In medical terms, dementia is the state of health among people of advanced age, characterized by acute memory loss, tension and uneasiness, which in effect compounds other ailments coming with old age.
Mukono Deputy District Health Officer Isaac Ddumba who is also the focal person responsible for the aged, is conducting the research ahead of his travel to Canada later this month, where he is scheduled to address a medical practitioners’ conference, with the aged people’s health as a top agenda item.
Ddumba, in company of other health workers, on Friday visited the home of Mr. and Mrs.

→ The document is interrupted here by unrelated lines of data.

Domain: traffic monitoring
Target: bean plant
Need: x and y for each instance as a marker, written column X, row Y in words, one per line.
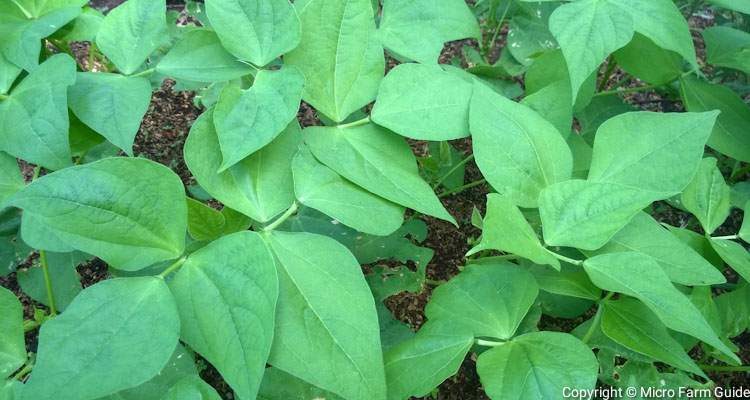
column 256, row 269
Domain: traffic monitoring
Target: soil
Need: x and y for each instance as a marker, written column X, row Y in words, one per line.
column 166, row 125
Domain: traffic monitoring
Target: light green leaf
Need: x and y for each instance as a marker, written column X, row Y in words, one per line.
column 226, row 295
column 423, row 102
column 321, row 188
column 729, row 135
column 417, row 29
column 12, row 344
column 631, row 324
column 341, row 59
column 707, row 196
column 34, row 118
column 588, row 31
column 90, row 350
column 679, row 261
column 130, row 212
column 255, row 30
column 377, row 160
column 131, row 32
column 587, row 214
column 639, row 276
column 657, row 153
column 111, row 104
column 329, row 338
column 537, row 365
column 417, row 366
column 484, row 300
column 199, row 56
column 518, row 151
column 506, row 229
column 243, row 187
column 247, row 120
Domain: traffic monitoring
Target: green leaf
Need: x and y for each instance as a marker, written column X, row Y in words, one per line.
column 111, row 104
column 518, row 151
column 260, row 186
column 329, row 338
column 131, row 32
column 679, row 261
column 417, row 29
column 639, row 276
column 707, row 196
column 199, row 56
column 588, row 31
column 423, row 102
column 729, row 136
column 91, row 350
column 130, row 212
column 631, row 324
column 484, row 300
column 34, row 118
column 657, row 153
column 12, row 344
column 226, row 295
column 417, row 366
column 341, row 59
column 377, row 160
column 321, row 188
column 506, row 229
column 248, row 120
column 255, row 30
column 587, row 214
column 537, row 366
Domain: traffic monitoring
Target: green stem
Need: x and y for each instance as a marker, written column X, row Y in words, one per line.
column 288, row 213
column 462, row 188
column 452, row 170
column 359, row 122
column 47, row 283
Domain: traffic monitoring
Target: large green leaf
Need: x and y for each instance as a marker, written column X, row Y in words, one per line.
column 537, row 365
column 588, row 31
column 423, row 102
column 130, row 212
column 639, row 276
column 329, row 338
column 199, row 56
column 255, row 30
column 341, row 59
column 657, row 153
column 12, row 345
column 111, row 104
column 729, row 135
column 319, row 187
column 34, row 118
column 517, row 150
column 115, row 335
column 377, row 160
column 707, row 196
column 260, row 186
column 131, row 32
column 226, row 295
column 679, row 261
column 631, row 324
column 417, row 29
column 506, row 229
column 247, row 120
column 484, row 300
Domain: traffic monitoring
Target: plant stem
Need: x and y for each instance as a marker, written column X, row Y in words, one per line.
column 452, row 170
column 355, row 123
column 288, row 213
column 462, row 188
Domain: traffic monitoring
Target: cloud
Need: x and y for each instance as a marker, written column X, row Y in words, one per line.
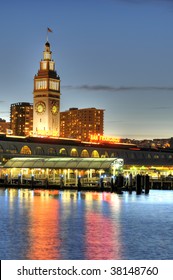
column 118, row 89
column 162, row 108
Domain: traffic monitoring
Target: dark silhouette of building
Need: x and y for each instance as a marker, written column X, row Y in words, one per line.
column 81, row 123
column 21, row 118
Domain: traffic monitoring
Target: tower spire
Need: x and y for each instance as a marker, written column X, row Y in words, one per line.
column 48, row 30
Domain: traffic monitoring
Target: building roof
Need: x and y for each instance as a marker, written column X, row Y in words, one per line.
column 64, row 163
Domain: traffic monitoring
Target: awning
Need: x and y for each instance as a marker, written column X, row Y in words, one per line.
column 64, row 163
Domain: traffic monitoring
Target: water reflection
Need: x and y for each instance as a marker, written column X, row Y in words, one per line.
column 50, row 224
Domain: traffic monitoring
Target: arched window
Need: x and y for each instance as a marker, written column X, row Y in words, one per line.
column 39, row 151
column 84, row 153
column 51, row 151
column 25, row 150
column 95, row 154
column 63, row 152
column 105, row 155
column 74, row 153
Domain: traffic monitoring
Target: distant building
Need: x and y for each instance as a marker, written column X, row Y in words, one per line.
column 4, row 126
column 81, row 123
column 21, row 118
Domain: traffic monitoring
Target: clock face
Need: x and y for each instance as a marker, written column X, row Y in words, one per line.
column 54, row 109
column 40, row 107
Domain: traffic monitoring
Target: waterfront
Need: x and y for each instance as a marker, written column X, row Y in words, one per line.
column 52, row 224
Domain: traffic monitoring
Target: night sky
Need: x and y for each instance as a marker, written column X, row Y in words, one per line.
column 115, row 55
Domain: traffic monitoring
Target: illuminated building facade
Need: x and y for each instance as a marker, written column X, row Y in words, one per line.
column 4, row 126
column 21, row 118
column 81, row 123
column 46, row 108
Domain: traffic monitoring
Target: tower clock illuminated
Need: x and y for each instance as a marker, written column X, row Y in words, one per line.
column 46, row 94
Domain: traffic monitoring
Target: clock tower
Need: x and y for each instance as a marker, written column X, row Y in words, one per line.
column 46, row 105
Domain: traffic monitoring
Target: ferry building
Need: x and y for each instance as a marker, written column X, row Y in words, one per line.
column 45, row 155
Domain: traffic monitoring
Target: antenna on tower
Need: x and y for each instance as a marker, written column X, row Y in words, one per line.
column 48, row 30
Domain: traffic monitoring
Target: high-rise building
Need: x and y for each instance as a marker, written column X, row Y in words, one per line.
column 21, row 118
column 46, row 108
column 81, row 123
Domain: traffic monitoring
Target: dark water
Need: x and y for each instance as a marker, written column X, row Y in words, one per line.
column 87, row 225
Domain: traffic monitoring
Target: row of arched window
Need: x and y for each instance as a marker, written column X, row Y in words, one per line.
column 26, row 150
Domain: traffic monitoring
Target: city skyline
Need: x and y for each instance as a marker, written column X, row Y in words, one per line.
column 115, row 55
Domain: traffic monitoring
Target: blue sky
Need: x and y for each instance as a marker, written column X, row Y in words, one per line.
column 111, row 54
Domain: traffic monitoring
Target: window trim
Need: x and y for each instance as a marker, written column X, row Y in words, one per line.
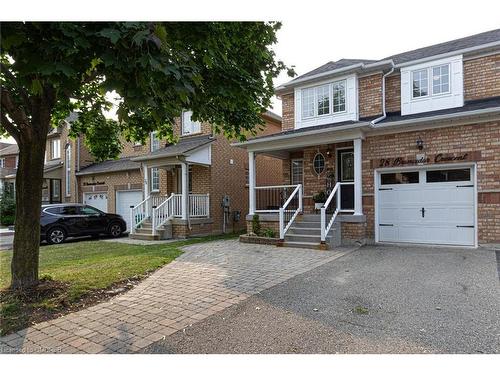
column 331, row 111
column 153, row 190
column 430, row 86
column 291, row 170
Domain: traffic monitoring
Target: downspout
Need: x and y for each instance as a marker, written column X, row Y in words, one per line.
column 384, row 114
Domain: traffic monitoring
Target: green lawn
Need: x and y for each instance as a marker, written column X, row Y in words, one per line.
column 78, row 270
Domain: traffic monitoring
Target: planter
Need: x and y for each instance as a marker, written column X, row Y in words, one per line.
column 317, row 206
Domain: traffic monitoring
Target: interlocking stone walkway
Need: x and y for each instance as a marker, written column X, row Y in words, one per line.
column 207, row 278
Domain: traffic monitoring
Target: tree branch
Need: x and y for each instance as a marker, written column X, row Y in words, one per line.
column 12, row 77
column 10, row 127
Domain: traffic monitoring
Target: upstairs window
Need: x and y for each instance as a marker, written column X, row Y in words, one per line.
column 431, row 81
column 441, row 79
column 317, row 101
column 420, row 83
column 55, row 149
column 155, row 142
column 189, row 126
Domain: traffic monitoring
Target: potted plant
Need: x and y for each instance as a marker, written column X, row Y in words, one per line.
column 319, row 199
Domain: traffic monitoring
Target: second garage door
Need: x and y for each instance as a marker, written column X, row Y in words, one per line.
column 435, row 206
column 125, row 199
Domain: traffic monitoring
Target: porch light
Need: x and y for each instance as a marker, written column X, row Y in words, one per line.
column 420, row 144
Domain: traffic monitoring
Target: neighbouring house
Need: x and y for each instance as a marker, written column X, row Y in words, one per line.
column 406, row 150
column 194, row 187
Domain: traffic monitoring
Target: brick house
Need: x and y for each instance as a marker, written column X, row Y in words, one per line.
column 406, row 149
column 175, row 190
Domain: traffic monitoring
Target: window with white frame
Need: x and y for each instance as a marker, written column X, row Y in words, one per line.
column 430, row 81
column 188, row 125
column 297, row 172
column 324, row 100
column 55, row 149
column 420, row 83
column 155, row 141
column 68, row 170
column 441, row 79
column 155, row 179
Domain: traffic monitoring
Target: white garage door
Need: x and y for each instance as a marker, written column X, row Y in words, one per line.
column 125, row 199
column 435, row 206
column 97, row 200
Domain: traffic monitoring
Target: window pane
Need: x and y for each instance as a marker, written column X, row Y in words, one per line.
column 448, row 175
column 319, row 163
column 339, row 96
column 307, row 103
column 399, row 178
column 323, row 93
column 297, row 172
column 419, row 83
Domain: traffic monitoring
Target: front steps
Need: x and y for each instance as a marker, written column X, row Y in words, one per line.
column 145, row 232
column 305, row 232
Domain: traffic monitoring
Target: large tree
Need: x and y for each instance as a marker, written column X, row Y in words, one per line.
column 223, row 72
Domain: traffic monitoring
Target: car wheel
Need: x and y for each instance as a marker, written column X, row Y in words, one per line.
column 115, row 230
column 56, row 236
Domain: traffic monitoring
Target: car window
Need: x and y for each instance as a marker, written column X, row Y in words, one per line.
column 69, row 210
column 53, row 210
column 87, row 210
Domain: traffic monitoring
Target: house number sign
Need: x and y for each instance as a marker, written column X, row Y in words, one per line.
column 421, row 159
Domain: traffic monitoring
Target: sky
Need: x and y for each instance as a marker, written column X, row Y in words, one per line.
column 314, row 33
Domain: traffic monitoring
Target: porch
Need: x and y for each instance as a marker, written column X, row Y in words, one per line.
column 176, row 202
column 321, row 196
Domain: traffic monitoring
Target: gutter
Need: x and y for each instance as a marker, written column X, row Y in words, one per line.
column 384, row 114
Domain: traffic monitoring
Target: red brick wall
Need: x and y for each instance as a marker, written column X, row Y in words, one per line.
column 480, row 141
column 482, row 77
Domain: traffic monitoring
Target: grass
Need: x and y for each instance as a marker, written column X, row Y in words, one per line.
column 75, row 275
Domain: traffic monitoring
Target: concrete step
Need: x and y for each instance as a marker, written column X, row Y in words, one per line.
column 297, row 229
column 145, row 236
column 304, row 238
column 305, row 245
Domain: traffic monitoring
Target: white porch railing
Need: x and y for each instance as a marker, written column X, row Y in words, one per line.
column 162, row 213
column 199, row 205
column 139, row 214
column 290, row 209
column 329, row 208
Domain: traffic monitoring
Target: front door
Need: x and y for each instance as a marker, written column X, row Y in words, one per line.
column 345, row 173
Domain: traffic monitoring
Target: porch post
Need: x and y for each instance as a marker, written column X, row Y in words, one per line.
column 358, row 180
column 251, row 183
column 185, row 192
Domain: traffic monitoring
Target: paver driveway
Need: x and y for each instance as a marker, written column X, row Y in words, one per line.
column 207, row 278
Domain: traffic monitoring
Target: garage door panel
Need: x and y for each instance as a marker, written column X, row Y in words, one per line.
column 448, row 217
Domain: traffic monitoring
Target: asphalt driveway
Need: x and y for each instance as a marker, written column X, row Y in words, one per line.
column 374, row 300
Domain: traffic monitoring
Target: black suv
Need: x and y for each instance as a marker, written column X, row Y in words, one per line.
column 60, row 221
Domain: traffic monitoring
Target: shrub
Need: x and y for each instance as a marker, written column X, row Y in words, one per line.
column 256, row 224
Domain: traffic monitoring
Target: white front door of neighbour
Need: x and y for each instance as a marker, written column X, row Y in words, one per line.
column 97, row 200
column 125, row 199
column 435, row 206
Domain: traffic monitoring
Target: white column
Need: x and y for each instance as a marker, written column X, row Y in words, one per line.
column 358, row 180
column 185, row 192
column 251, row 182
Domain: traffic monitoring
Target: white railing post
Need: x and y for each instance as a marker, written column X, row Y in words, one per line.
column 282, row 223
column 300, row 197
column 132, row 220
column 323, row 224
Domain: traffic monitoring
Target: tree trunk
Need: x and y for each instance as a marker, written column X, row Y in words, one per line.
column 29, row 181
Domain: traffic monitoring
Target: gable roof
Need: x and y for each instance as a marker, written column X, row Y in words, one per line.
column 485, row 40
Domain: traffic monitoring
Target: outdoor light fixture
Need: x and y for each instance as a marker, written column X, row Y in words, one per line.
column 420, row 144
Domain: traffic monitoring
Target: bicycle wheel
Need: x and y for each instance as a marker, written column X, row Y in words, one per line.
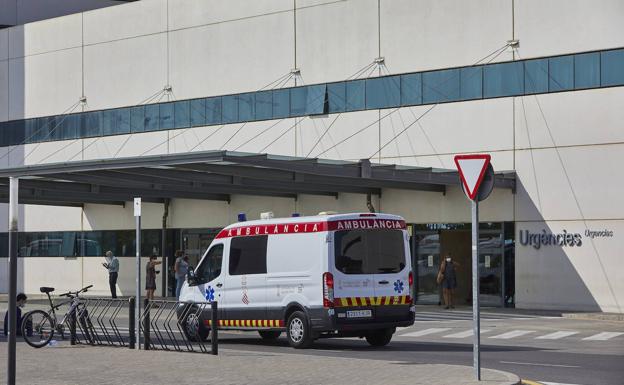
column 37, row 328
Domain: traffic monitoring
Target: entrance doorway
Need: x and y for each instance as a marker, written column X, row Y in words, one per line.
column 432, row 242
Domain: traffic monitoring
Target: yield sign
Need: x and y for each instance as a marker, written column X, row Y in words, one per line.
column 471, row 171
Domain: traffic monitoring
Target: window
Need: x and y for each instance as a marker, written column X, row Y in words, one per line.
column 151, row 117
column 504, row 79
column 536, row 76
column 214, row 111
column 229, row 109
column 248, row 255
column 471, row 83
column 587, row 70
column 355, row 95
column 166, row 118
column 336, row 97
column 246, row 107
column 561, row 70
column 612, row 68
column 137, row 119
column 182, row 114
column 383, row 92
column 440, row 86
column 281, row 103
column 369, row 252
column 264, row 105
column 411, row 89
column 198, row 112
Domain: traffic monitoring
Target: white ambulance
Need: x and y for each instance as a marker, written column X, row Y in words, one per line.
column 321, row 276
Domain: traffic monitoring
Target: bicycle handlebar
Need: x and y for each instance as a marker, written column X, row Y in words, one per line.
column 74, row 293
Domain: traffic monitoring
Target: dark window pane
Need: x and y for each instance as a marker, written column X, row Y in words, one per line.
column 383, row 92
column 411, row 89
column 369, row 252
column 248, row 255
column 137, row 119
column 355, row 95
column 182, row 114
column 198, row 112
column 587, row 70
column 166, row 116
column 92, row 124
column 264, row 105
column 561, row 71
column 213, row 111
column 612, row 68
column 298, row 97
column 230, row 109
column 281, row 103
column 536, row 76
column 246, row 107
column 504, row 79
column 152, row 113
column 315, row 102
column 336, row 96
column 440, row 86
column 471, row 83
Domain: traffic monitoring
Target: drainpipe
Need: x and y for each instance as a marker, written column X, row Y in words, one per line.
column 165, row 265
column 369, row 203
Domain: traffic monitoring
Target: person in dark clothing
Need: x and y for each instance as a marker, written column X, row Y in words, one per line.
column 21, row 302
column 449, row 282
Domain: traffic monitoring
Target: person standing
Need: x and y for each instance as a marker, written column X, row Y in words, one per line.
column 150, row 276
column 180, row 268
column 21, row 302
column 112, row 265
column 449, row 281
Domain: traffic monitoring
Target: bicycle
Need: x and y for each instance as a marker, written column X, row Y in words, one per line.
column 38, row 326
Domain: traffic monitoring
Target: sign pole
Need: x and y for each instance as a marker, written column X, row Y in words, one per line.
column 476, row 327
column 137, row 302
column 12, row 318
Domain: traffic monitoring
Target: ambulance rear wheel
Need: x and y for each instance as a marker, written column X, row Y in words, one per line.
column 379, row 337
column 298, row 330
column 269, row 335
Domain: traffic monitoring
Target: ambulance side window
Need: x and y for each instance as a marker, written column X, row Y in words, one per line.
column 210, row 268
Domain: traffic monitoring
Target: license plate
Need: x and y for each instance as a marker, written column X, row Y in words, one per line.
column 359, row 313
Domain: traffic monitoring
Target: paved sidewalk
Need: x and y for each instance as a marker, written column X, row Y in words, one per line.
column 67, row 364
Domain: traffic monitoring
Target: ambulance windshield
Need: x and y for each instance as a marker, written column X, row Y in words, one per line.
column 369, row 251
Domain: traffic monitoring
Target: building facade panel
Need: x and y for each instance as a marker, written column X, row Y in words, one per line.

Levi and Manjeri Lutwama aged 98 and 84 years respectively, at their home at Ssisa in Wakiso district.
The husband has acute dementia and according to the wife, she is the only person he does not forget, but keeps asking other household members including his biological children and grandchildren, who they are, every time they come to give him attention.
As if to prove this, Mzee Lutwama several times in a spate of about ten minutes, asked her daughter, one of the medical workers who traveled with Ddumba, who she is although each time she clearly explained that she is his youngest daughter.
Manjeri said that in addition to memory loss, Lutwama is often attacked by bouts of fever and other ailments, which she said has weakened him. She added however that his appetite is high and that he eats well especially when the meal has milk on it.
She also said that he has constant medical attention from relatives and family friends, and that the Seventh Day Adventist Church in the area gives them usables.
According to Ddumba, dementia is known to affect even people of a younger age, but that it is very pronounced among the aged, adding that government has no care centres for the aged.